刪除後重新編譯,不行的話可能需要重新編譯opencv.
刪除之後提示
繼續嘗試 (失敗):https://www.cnblogs.com/fanwendi2312/p/8438575.html
sudo cp opencv-3.2.0/build/lib/libopencv_core.so.3.2 /usr/local/lib/libopencv_core.so.3.2 && sudo ldconfig
還是不行,所以肯定是需要重新編譯opencv了(其實是連結有問題,但是我不怎麼懂,本腦筋重灌)
重新編譯opencv,本想加入opencv_contrib加入一起編譯,發現一直報錯,原因是下載的版本沒有與opencv配套需要重新下載opencv_contrib_3.4.0 下載地址:https://github.com/opencv/opencv_contrib/releases
一天時間一直在重新編譯opencv3.4都出錯,各種錯,暈,然而第二天我懷疑了一下cuda有沒有因為刪除cuda8.0而出問題,重複操作了一下cuda9.0的安裝,然後刪除之前所有的opencv,重新解壓縮,重新編譯,然後居然只有一點點問題,和昨天完全不同,然後居然過了。
參考:
https://blog.csdn.net/u011383131/article/details/79942339
https://www.cnblogs.com/aimhabo/p/8721340.html
https://ricky.moe/2017/08/27/ubuntu-opencv-3-2-0-install/
(3)問題三
後來實在受不了重新裝了系統,一切從頭來過
安裝好opencv3.4以後,Python無法呼叫
Python 2.7.15 |Anaconda, Inc.| (default, May 1 2018, 23:32:55)
[GCC 7.2.0] on linux2
Type "help", "copyright", "credits" or "license" for more information.
>>> import cv2
Traceback (most recent call last):
File "<stdin>", line 1, in <module>
ImportError: No module named cv2
>>>
解決方案
sudo vim /etc/bash.bashrc
//在最後新增
PKG_CONFIG_PATH=$PKG_CONFIG_PATH:/usr/local/lib/pkgconfig
export PKG_CONFIG_PATH
問題解決
參見博文(8、配置):https://blog.csdn.net/guduruyu/article/details/72965535
解決了之後過了會又不行了
//使用了這個命令
export PYTHONPATH=$PYTHONPATH:/usr/local/lib/python2.7/site-packages
Anaconda安裝參考:https://my.oschina.net/u/2306127/blog/636519
2018.10.25/11:17
此刻真正開始編譯caffe
大多數都是參考如下博文:
https://blog.csdn.net/yhaolpz/article/details/71375762
https://blog.csdn.net/qq_31261509/article/details/78755968 (附帶有如何修改Makefile.config和Makefile)

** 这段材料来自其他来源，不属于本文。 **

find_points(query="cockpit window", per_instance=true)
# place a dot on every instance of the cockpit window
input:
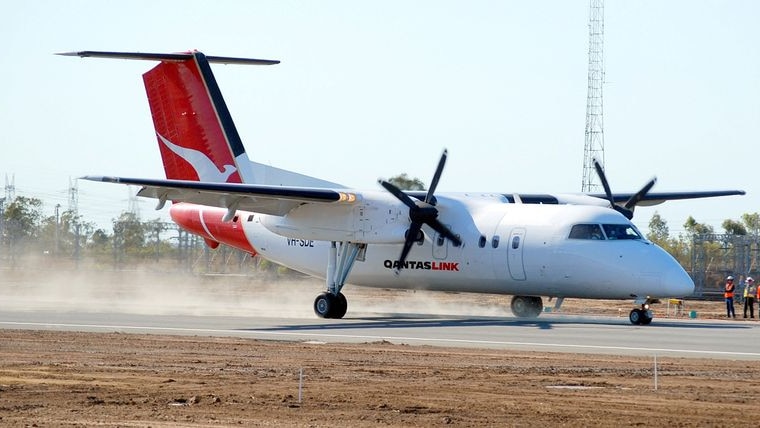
(621, 231)
(586, 231)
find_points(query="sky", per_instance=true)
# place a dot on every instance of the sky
(375, 89)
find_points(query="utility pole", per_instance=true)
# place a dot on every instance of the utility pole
(594, 145)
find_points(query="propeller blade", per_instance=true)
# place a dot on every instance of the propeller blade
(635, 199)
(403, 197)
(603, 179)
(436, 176)
(445, 231)
(411, 237)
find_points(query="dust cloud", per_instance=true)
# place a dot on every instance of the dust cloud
(151, 292)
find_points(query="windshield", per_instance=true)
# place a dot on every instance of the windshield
(586, 231)
(611, 231)
(621, 231)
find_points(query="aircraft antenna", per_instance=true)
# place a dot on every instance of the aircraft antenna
(594, 145)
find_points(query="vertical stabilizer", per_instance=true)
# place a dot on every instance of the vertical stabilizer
(196, 135)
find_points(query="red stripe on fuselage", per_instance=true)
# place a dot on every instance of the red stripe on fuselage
(207, 223)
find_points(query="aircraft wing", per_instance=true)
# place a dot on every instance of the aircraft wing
(265, 199)
(656, 198)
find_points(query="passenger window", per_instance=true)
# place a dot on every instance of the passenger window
(586, 231)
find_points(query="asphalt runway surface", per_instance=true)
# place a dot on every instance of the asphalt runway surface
(722, 339)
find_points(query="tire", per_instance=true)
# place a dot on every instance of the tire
(324, 305)
(340, 307)
(636, 316)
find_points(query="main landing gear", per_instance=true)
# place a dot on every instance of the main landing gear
(332, 303)
(328, 305)
(642, 316)
(526, 306)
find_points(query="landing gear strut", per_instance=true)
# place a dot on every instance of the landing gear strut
(332, 303)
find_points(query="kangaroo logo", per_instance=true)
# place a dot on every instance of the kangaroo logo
(204, 167)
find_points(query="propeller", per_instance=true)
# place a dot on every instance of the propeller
(421, 212)
(630, 204)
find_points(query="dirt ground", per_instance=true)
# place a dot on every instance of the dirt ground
(50, 378)
(89, 379)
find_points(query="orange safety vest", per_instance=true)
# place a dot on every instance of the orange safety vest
(729, 290)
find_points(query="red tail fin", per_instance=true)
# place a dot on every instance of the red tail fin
(196, 135)
(189, 116)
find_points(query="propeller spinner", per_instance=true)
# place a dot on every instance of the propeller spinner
(630, 204)
(421, 212)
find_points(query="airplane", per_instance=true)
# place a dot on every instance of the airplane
(526, 245)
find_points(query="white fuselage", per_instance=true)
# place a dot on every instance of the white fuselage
(519, 249)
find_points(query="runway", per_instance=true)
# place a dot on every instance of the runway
(549, 333)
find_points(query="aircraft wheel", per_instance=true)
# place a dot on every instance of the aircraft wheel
(646, 317)
(341, 306)
(636, 317)
(536, 306)
(324, 305)
(526, 306)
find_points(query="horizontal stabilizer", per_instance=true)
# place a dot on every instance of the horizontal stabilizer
(183, 56)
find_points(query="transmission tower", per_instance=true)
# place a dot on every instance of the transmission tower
(594, 146)
(134, 204)
(74, 197)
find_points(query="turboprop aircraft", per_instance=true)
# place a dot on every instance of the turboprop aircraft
(527, 246)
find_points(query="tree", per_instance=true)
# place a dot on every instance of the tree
(693, 228)
(658, 230)
(22, 220)
(752, 223)
(733, 227)
(128, 234)
(403, 182)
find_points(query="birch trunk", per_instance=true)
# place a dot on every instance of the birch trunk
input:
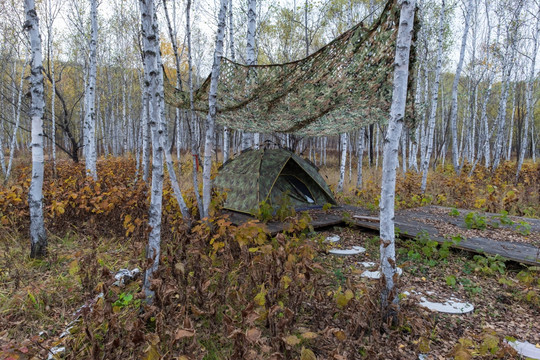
(390, 160)
(248, 139)
(507, 71)
(211, 118)
(38, 236)
(154, 89)
(226, 141)
(90, 112)
(192, 121)
(511, 129)
(145, 132)
(528, 96)
(359, 178)
(453, 107)
(343, 161)
(434, 102)
(16, 126)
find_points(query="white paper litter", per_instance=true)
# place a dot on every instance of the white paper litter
(450, 306)
(367, 264)
(526, 349)
(355, 250)
(332, 238)
(377, 274)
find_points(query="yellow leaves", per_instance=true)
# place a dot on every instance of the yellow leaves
(260, 298)
(292, 340)
(307, 354)
(423, 345)
(74, 267)
(340, 335)
(183, 333)
(253, 334)
(342, 299)
(285, 281)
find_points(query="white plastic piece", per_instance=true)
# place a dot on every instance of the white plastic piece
(333, 238)
(55, 350)
(355, 250)
(124, 276)
(526, 349)
(449, 306)
(377, 274)
(367, 264)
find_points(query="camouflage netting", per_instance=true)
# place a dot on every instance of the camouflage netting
(269, 175)
(342, 87)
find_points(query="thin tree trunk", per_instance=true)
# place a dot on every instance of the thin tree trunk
(211, 118)
(453, 107)
(359, 179)
(38, 236)
(507, 71)
(17, 122)
(343, 161)
(528, 97)
(90, 112)
(390, 160)
(226, 141)
(191, 122)
(248, 138)
(154, 89)
(434, 102)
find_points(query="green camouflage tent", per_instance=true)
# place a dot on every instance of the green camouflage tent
(270, 175)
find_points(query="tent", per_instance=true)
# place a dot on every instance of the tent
(270, 175)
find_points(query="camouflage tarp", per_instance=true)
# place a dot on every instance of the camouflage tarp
(342, 87)
(269, 175)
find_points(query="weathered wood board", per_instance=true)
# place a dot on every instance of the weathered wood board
(412, 222)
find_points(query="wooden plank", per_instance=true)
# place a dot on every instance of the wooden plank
(409, 225)
(519, 252)
(366, 218)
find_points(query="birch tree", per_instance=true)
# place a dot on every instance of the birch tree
(434, 101)
(508, 64)
(90, 111)
(38, 236)
(453, 107)
(248, 139)
(343, 161)
(226, 140)
(211, 118)
(390, 159)
(528, 97)
(192, 121)
(154, 89)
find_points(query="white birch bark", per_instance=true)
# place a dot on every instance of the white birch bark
(248, 139)
(508, 64)
(226, 140)
(359, 178)
(38, 236)
(343, 161)
(528, 97)
(211, 118)
(90, 112)
(434, 101)
(512, 117)
(145, 131)
(53, 85)
(390, 159)
(192, 121)
(453, 107)
(17, 123)
(154, 89)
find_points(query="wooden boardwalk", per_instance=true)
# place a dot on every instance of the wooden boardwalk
(434, 221)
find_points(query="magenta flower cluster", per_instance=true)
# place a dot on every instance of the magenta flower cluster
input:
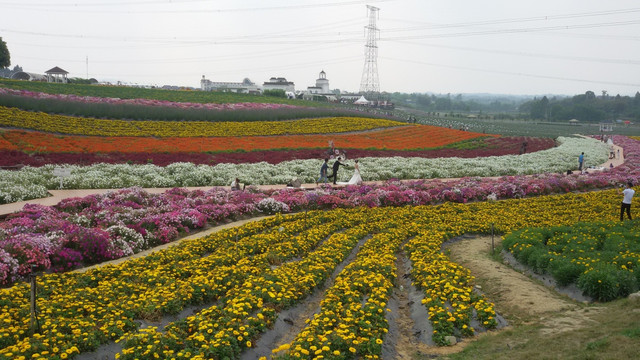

https://hk.saowen.com/a/2cf482f3327651c21e6df4ca4ddf49e8748ce5932a8da396752b76c2befcc16c
超級多錯誤彙總的博文:https://blog.csdn.net/zziahgf/article/details/72900948
主要是Makefile.config檔案的修改,上述參考的是cuda8.0版本的caffe,這裡是cuda9,稍有不同,
我的Makefile.config檔案:https://download.csdn.net/download/uniqueyyc/10743319。
sudo make clean
sudo make all -j16//後面的數字看自己的配置選擇,不知道的時候也可以不加,上下幾個命令都同理
sudo make test -j16
sudo make runtest -j16
(3)問題三
在執行sudo make runtest時出錯了
.build_release/tools/caffe
.build_release/tools/caffe: error while loading shared libraries: libcudart.so.9.0: cannot open shared object file: No such file or directory
Makefile:542: recipe for target 'runtest' failed
make: *** [runtest] Error 127
解決方案:修改了.bashrc中的配置,之前沒有加上具體的版本號,加上之後就ok了
export LD_LIBRARY_PATH=/usr/local/cuda-9.0/lib64:$LD_LIBRARY_PATH
export PATH=/usr/local/cuda-9.0/bin:$PATH
sudo cp /usr/local/cuda-9.0/lib64/libcudart.so.9.0 /usr/local/lib/libcudart.so.9.0 && sudo ldconfig
sudo cp /usr/local/cuda-9.0/lib64/libcublas.so.9.0 /usr/local/lib/libcublas.so.9.0 && sudo ldconfig
sudo cp /usr/local/cuda-9.0/lib64/libcurand.so.9.0 /usr/local/lib/libcurand.so.9.0 && sudo ldconfig
sudo cp /usr/local/cuda-9.0/lib64/libcudnn.so.7 /usr/local/lib/libcudnn.so.7 && sudo ldconfig
成功!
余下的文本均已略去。